At both June 30, 2024 and December 31, 2023, we had pledged callable agency securities, residential government-sponsored mortgage-backed securities and collateralized mortgage obligations with a carrying value of $6.7 million and $6.8 million, respectively, to customers who require collateral for overnight repurchase agreements and deposits.
As of June 30, 2024, Primis Bank had lendable collateral value in the form of residential 1-4 family mortgages, HELOCs, commercial mortgage loans, and investment securities supporting borrowing capacity of approximately $597.6 million from the FHLB, of which the Company has used $80.0 million.
In June 2023, the Bank began participating in the Federal Reserve discount window borrowing program. As of June 30, 2024, the Bank had borrowing capacity of $714.1 million within the program and has not borrowed under the program.
In 2017, the Company assumed $10.3 million of trust preferred securities that were issued on September 17, 2003 and placed through a trust in a pooled underwriting totaling approximately $650 million. At June 30, 2024 and December 31, 2023, there was $10.3 million outstanding, net of approximately $0.5 million of debt issuance costs. As of June 30, 2024 and December 31, 2023, the interest rate payable on the trust preferred securities was 8.56% and 8.59%, respectively. As of June 30, 2024, all of the trust preferred securities qualified as Tier 1 capital.

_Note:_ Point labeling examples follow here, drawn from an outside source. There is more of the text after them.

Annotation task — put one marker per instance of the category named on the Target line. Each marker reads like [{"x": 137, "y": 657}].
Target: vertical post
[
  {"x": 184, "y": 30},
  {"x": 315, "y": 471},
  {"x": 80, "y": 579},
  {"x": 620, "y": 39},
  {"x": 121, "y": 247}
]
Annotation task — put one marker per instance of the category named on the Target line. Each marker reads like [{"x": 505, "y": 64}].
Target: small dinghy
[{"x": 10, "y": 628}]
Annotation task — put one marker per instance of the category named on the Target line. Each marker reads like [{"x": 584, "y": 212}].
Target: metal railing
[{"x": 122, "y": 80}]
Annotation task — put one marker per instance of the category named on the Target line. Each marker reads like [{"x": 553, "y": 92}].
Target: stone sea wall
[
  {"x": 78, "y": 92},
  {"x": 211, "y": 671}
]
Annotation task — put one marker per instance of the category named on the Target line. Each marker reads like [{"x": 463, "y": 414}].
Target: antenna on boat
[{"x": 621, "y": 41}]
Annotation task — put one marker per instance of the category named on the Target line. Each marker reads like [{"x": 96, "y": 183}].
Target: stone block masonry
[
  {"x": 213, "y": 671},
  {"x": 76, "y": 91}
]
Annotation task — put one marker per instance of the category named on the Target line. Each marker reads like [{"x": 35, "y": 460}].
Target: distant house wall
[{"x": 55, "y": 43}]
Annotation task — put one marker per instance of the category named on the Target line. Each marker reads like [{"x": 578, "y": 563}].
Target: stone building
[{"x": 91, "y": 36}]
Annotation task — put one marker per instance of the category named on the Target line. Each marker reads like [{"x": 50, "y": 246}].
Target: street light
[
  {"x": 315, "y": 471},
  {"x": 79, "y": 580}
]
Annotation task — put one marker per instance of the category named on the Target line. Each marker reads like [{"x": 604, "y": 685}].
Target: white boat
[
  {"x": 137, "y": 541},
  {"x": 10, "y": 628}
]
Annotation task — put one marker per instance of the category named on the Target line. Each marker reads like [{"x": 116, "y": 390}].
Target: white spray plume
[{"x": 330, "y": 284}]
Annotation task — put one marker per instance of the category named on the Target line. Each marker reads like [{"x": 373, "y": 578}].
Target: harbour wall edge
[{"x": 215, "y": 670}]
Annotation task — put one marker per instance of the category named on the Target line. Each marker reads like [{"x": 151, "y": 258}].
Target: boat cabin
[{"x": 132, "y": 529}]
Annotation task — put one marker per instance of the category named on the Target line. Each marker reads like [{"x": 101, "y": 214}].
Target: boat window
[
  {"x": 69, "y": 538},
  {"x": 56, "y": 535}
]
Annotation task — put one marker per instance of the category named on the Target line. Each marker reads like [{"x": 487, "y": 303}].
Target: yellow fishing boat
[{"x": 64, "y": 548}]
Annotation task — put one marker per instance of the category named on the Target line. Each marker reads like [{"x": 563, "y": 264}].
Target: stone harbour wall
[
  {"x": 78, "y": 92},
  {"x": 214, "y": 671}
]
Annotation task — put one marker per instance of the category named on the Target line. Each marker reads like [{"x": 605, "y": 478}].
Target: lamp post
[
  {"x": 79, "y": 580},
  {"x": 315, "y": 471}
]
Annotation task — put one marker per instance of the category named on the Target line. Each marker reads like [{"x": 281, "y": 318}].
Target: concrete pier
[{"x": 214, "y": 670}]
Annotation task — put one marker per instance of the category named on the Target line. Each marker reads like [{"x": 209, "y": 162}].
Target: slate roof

On January 20, 2017, Primis completed the sale of $27.0 million of its fixed-to-floating rate senior Subordinated Notes due 2027. Interest is currently payable at an annual floating rate equal to three-month CME Term SOFR plus a tenor spread adjustment of 0.26% until maturity or early redemption. As of June 30, 2024, 40% of these Notes qualified as Tier 2 capital.
On August 25, 2020, Primis completed the sale of $60.0 million of its fixed-to-floating rate Subordinated Notes due 2030. Interest is payable at an initial annual fixed rate of 5.40% and after September 1, 2025, at a floating rate equal to a benchmark rate, which is expected to be Three-Month Term SOFR, plus a spread of 531 basis points. As of June 30, 2024, all of these notes qualified as Tier 2 capital.
As of both June 30, 2024 and December 31, 2023, the remaining unamortized debt issuance costs related to the senior Subordinated Notes totaled $1.1 million.
Secured Borrowings
The Company transferred $23.4 million in principal balance of loans to another financial institution in 2023 that were accounted for as secured borrowings and transferred another $1.1 million under the same agreement during the three months ended March 31, 2024. The balance of secured borrowings was $21.1 million and $20.4 million as of June 30, 2024 and December 31, 2023, respectively, and the remaining amortized cost balance of the underlying loans was $21.2 million and $20.5 million, respectively. None of the loans underlying the secured borrowings were past due 30 days or greater or on nonaccrual as of June 30, 2024 and December 31, 2023 and were all internally rated as “pass” loans as presented in our “credit quality indicators” section of “Note 3 – Loans and Allowance for Credit Losses”. The loans were included in our allowance for credit losses process and an allowance was calculated on the loans as part of their inclusion in a pool with other loans with similar credit risk characteristics. There were no charge-offs of the loans underlying the secured borrowings during the three months ended June 30, 2024. The underlying loans collateralize the borrowings and cannot be sold or pledged by the Company.
8. STOCK-BASED COMPENSATION
The 2017 Equity Compensation Plan (the “2017 Plan”) has a maximum number of 750,000 shares reserved for issuance. The purpose of the 2017 Plan is to promote the success of the Company by providing greater incentives to employees, non-employee directors, consultants and advisors to associate their personal financial interests with the long-term financial success of the Company, including its subsidiaries, and with growth in stockholder value, consistent with the Company’s risk management practices.